She also got her first professional research job in 1894 from France's Society for the Encouragement of national Industry who needed a scientist to investigate the magnetic properties of steel.
             Marie Curie's most famous discoveries were made in the late 1890s, during a period of worldwide scientific progress. Every year, discoveries were made that showed flaws in the old ideas of how nature worked. Marie Curie had a great deal to do with overthrowing one of these assumptions. Until the 1890s, scientists thought that atoms were the smallest particles of matter. Scientists did not know how these atoms were connected or how they stayed together to form the rest of matter. They also believed that there was no way to divide an atom into smaller parts. Marie Curie's research provided the first major challenge to this theory. The elements she studied convinced her that atoms could break down into smaller parts. By studying radioactivity, Marie discovered that the atoms of radioactive substance were shooting out tiny pieces of themselves. This action could only mean that there were bits of matter smaller than atoms. Other scientists investigated Curie's theory, and before long, many scientists were using her theory of radioactivity to redevelop models of how atoms were constructed.
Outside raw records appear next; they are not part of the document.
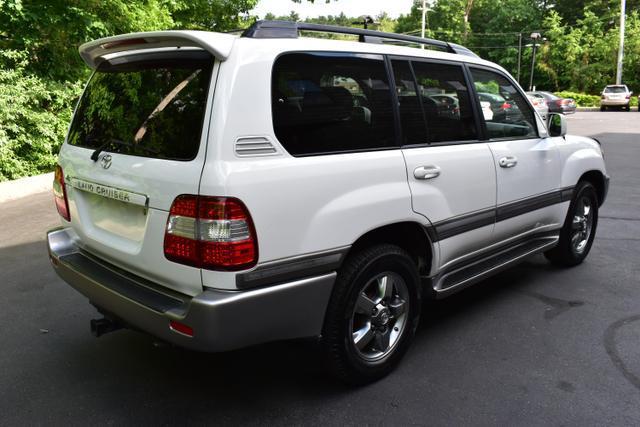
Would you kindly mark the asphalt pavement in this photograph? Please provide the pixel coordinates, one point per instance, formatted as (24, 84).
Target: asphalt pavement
(535, 345)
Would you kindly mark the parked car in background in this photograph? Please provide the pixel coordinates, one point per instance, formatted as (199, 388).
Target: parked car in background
(498, 104)
(617, 96)
(555, 103)
(540, 106)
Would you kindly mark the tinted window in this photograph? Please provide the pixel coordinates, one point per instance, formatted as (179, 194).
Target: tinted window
(152, 106)
(414, 130)
(505, 111)
(446, 102)
(326, 103)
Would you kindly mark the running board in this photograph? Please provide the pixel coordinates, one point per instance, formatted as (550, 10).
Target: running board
(451, 281)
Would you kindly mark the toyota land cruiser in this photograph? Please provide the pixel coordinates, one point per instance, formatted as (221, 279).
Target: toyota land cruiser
(220, 191)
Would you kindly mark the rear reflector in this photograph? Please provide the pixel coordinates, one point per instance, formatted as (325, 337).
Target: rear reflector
(215, 233)
(181, 327)
(60, 194)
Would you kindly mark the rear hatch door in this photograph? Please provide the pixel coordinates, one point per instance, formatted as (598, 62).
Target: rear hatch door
(138, 140)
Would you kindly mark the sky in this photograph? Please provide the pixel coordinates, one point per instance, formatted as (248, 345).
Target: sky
(320, 8)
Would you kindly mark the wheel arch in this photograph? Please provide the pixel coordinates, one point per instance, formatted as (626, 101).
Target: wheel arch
(596, 178)
(410, 236)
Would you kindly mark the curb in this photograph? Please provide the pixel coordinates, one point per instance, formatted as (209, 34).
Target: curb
(23, 187)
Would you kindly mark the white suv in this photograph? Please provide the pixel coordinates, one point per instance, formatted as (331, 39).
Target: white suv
(618, 96)
(220, 191)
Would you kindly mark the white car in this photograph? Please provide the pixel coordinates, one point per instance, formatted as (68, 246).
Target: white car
(221, 191)
(618, 96)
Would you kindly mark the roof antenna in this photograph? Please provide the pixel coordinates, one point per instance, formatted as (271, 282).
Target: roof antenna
(366, 21)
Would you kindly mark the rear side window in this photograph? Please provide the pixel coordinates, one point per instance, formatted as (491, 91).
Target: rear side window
(326, 103)
(446, 101)
(414, 130)
(506, 113)
(149, 105)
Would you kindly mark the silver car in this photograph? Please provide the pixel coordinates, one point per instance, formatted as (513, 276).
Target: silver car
(618, 96)
(539, 105)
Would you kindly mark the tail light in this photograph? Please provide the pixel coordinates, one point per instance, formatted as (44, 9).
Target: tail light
(60, 194)
(214, 233)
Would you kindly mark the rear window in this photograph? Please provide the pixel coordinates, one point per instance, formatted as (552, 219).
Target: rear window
(149, 105)
(615, 89)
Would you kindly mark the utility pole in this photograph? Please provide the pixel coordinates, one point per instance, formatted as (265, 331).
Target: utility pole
(621, 47)
(519, 55)
(424, 19)
(535, 37)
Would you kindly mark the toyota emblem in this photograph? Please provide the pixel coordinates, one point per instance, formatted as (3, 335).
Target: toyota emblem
(106, 161)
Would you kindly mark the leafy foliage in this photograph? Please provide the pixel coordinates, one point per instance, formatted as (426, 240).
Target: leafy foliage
(34, 116)
(42, 75)
(580, 43)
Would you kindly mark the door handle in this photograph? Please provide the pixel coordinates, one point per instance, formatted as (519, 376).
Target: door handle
(426, 172)
(508, 161)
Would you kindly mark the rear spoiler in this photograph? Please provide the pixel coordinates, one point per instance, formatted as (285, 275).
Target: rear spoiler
(218, 44)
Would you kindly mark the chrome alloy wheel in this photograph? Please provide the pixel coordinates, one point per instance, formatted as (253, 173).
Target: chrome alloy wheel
(582, 225)
(379, 316)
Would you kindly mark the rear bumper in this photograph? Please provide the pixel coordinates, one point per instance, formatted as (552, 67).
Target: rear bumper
(221, 320)
(614, 102)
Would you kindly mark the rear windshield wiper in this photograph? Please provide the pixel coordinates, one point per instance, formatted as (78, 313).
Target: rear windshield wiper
(114, 141)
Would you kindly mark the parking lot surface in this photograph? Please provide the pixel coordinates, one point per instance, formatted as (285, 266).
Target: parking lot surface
(535, 345)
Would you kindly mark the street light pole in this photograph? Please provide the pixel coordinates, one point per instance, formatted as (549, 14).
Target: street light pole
(519, 55)
(424, 19)
(535, 37)
(621, 47)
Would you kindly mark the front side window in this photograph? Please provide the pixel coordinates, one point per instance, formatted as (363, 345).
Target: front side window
(327, 103)
(149, 105)
(504, 109)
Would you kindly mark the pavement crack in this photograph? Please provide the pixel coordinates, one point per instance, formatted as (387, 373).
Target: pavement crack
(555, 306)
(612, 349)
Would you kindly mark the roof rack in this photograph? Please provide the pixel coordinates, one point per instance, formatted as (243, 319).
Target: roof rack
(290, 29)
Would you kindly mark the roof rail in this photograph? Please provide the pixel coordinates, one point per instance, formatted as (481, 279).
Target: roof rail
(290, 29)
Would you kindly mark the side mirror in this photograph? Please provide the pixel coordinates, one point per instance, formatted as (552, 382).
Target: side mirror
(557, 124)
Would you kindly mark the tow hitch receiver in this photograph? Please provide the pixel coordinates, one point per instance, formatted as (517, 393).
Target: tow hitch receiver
(103, 326)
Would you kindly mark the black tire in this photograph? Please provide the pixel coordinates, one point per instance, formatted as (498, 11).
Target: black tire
(569, 252)
(345, 360)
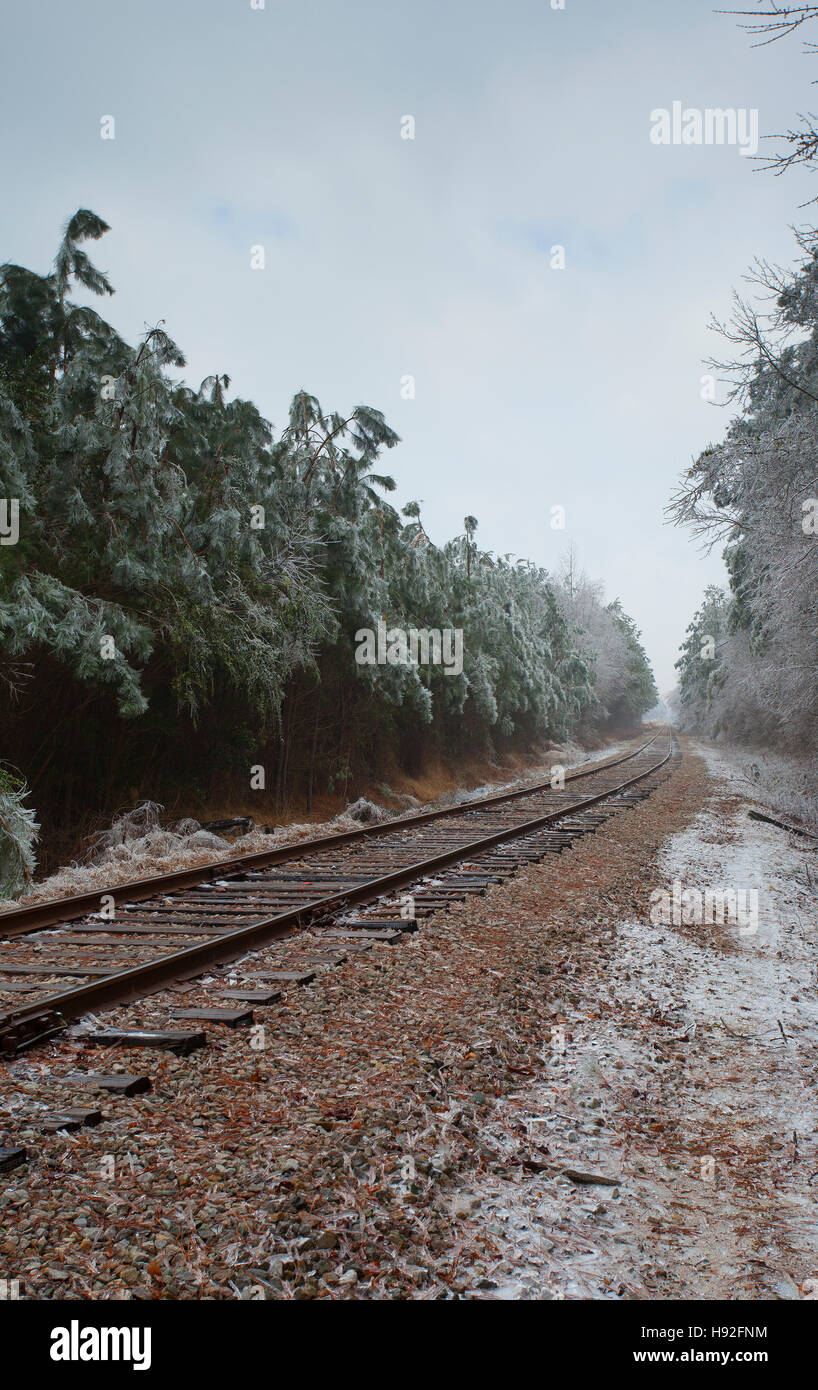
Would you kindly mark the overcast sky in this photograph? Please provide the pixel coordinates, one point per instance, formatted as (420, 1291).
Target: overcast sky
(429, 257)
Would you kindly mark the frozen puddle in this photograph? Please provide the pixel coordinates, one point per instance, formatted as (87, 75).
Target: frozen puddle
(692, 1076)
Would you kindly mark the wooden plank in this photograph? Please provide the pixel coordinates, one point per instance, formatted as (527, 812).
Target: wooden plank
(67, 1121)
(11, 1158)
(362, 931)
(252, 995)
(174, 1041)
(57, 970)
(231, 1018)
(287, 976)
(120, 1083)
(381, 923)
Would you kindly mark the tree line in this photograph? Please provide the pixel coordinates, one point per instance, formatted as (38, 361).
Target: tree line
(181, 587)
(749, 665)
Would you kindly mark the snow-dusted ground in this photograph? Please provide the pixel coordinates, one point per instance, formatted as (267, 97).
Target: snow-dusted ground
(690, 1075)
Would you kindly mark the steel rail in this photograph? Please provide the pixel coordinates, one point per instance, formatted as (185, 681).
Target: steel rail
(150, 976)
(54, 911)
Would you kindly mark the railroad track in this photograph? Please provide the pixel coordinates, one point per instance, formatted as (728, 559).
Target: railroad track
(237, 933)
(60, 961)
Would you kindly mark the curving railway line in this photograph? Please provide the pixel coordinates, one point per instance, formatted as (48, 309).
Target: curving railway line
(323, 898)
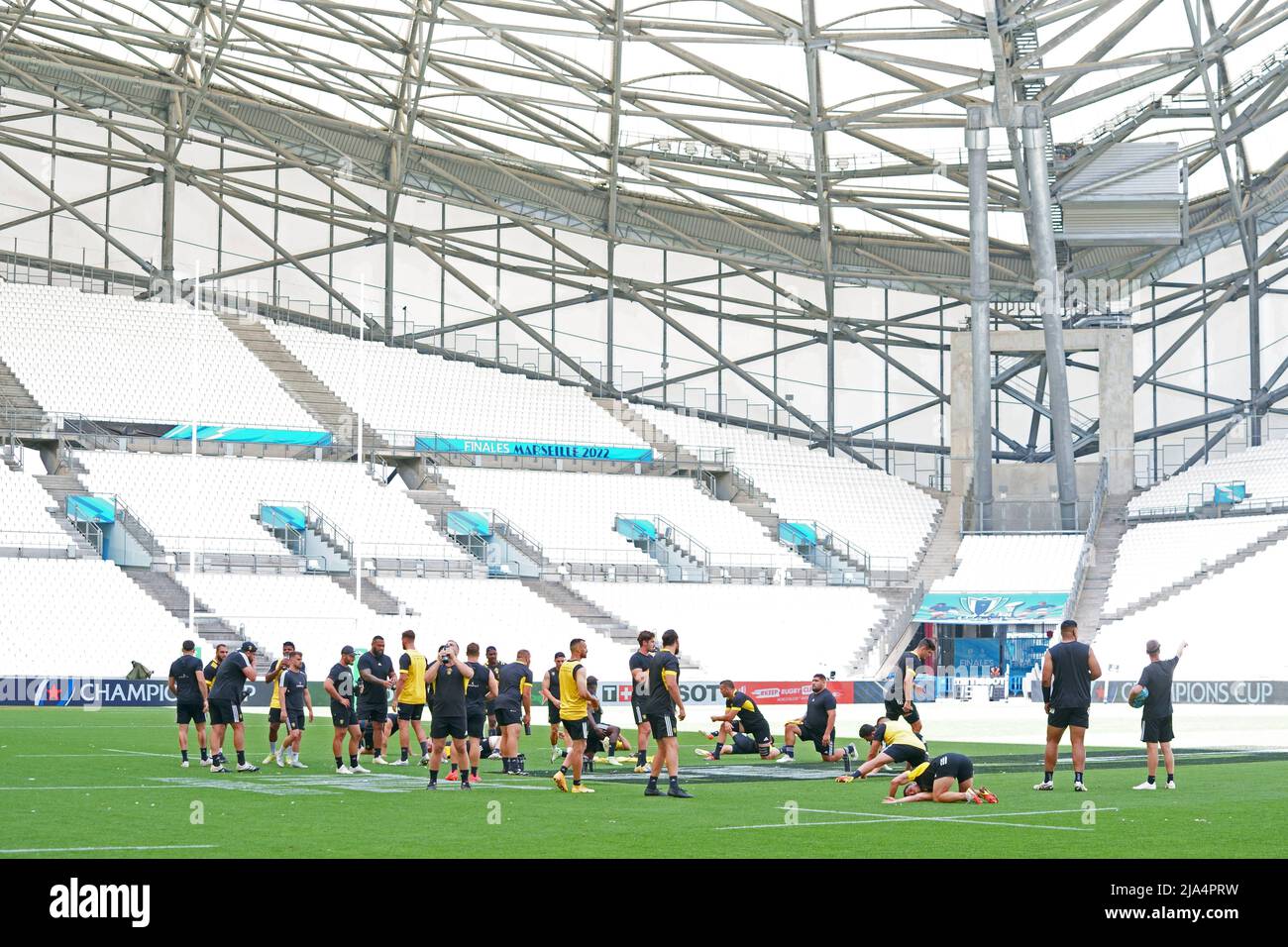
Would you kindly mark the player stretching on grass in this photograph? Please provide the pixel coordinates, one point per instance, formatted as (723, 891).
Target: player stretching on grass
(932, 783)
(1068, 671)
(893, 741)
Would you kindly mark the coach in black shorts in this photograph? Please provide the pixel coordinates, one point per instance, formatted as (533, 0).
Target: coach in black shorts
(1155, 720)
(447, 678)
(188, 685)
(376, 680)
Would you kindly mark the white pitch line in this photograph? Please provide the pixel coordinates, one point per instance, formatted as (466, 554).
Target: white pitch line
(97, 848)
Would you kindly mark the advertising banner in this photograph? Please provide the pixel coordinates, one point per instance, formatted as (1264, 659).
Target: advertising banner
(993, 608)
(532, 449)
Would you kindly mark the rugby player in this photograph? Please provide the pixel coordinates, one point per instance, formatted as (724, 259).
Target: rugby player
(734, 741)
(493, 665)
(754, 723)
(192, 699)
(892, 741)
(449, 680)
(410, 698)
(1155, 720)
(480, 694)
(1068, 671)
(818, 725)
(274, 705)
(575, 702)
(344, 716)
(375, 681)
(295, 698)
(932, 783)
(550, 694)
(662, 709)
(902, 686)
(513, 709)
(639, 665)
(226, 707)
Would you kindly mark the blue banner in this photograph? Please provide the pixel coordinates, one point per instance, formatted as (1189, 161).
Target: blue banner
(798, 534)
(250, 436)
(532, 449)
(993, 608)
(90, 509)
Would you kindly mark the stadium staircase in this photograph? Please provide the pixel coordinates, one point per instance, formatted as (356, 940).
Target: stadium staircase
(1095, 586)
(902, 603)
(323, 405)
(1196, 578)
(589, 613)
(374, 596)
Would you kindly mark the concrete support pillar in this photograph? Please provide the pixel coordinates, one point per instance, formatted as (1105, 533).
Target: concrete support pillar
(977, 150)
(1042, 241)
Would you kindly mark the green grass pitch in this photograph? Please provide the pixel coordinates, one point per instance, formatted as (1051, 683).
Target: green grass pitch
(108, 785)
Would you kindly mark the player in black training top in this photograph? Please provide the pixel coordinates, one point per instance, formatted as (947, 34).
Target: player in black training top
(295, 699)
(550, 694)
(513, 709)
(226, 707)
(480, 694)
(816, 727)
(1068, 671)
(932, 783)
(344, 716)
(188, 685)
(639, 665)
(1155, 722)
(662, 707)
(447, 680)
(742, 707)
(376, 678)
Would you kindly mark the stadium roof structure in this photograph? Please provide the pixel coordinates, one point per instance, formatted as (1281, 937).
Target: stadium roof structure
(819, 138)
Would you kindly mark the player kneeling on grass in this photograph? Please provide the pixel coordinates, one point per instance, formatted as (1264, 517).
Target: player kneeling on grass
(742, 707)
(932, 783)
(295, 698)
(344, 718)
(816, 727)
(893, 741)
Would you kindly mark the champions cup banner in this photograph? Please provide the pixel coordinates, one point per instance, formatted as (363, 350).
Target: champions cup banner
(765, 692)
(532, 449)
(1219, 692)
(993, 608)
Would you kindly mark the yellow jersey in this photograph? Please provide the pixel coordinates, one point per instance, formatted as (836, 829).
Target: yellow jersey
(572, 705)
(900, 732)
(413, 664)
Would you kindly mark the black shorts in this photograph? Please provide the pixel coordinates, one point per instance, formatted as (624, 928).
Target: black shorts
(1157, 729)
(815, 737)
(509, 718)
(662, 724)
(742, 744)
(1068, 716)
(902, 753)
(894, 710)
(445, 727)
(343, 718)
(226, 711)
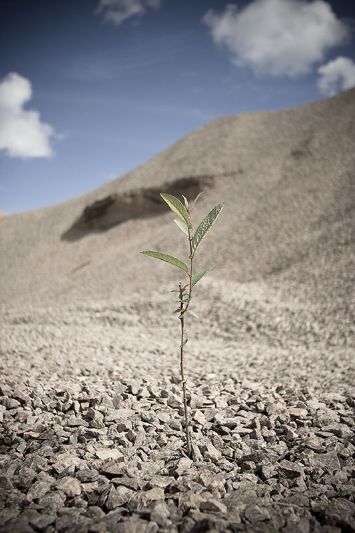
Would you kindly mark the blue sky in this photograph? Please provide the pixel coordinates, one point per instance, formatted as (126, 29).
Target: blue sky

             Marie Curie also challenged another idea: that women were not capable of original scientific thought. Women during her time formed an extreme minority of scientists in the male-dominated world of science, and even those who did receive their degrees were forced to take positions as assistants to male scientists. Marie Curie fought this mind-set throughout her career. She was accused of building her career on the work of her husband, Pierre, and other male colleagues. And even though she was awarded two Nobel Prizes, Marie was never admitted to the French Academy of Sciences because she was a woman. Curie believed that being a woman was irrelevant to her pursuit of science and in 1903, she became the first woman in France to earn a doctorate in science.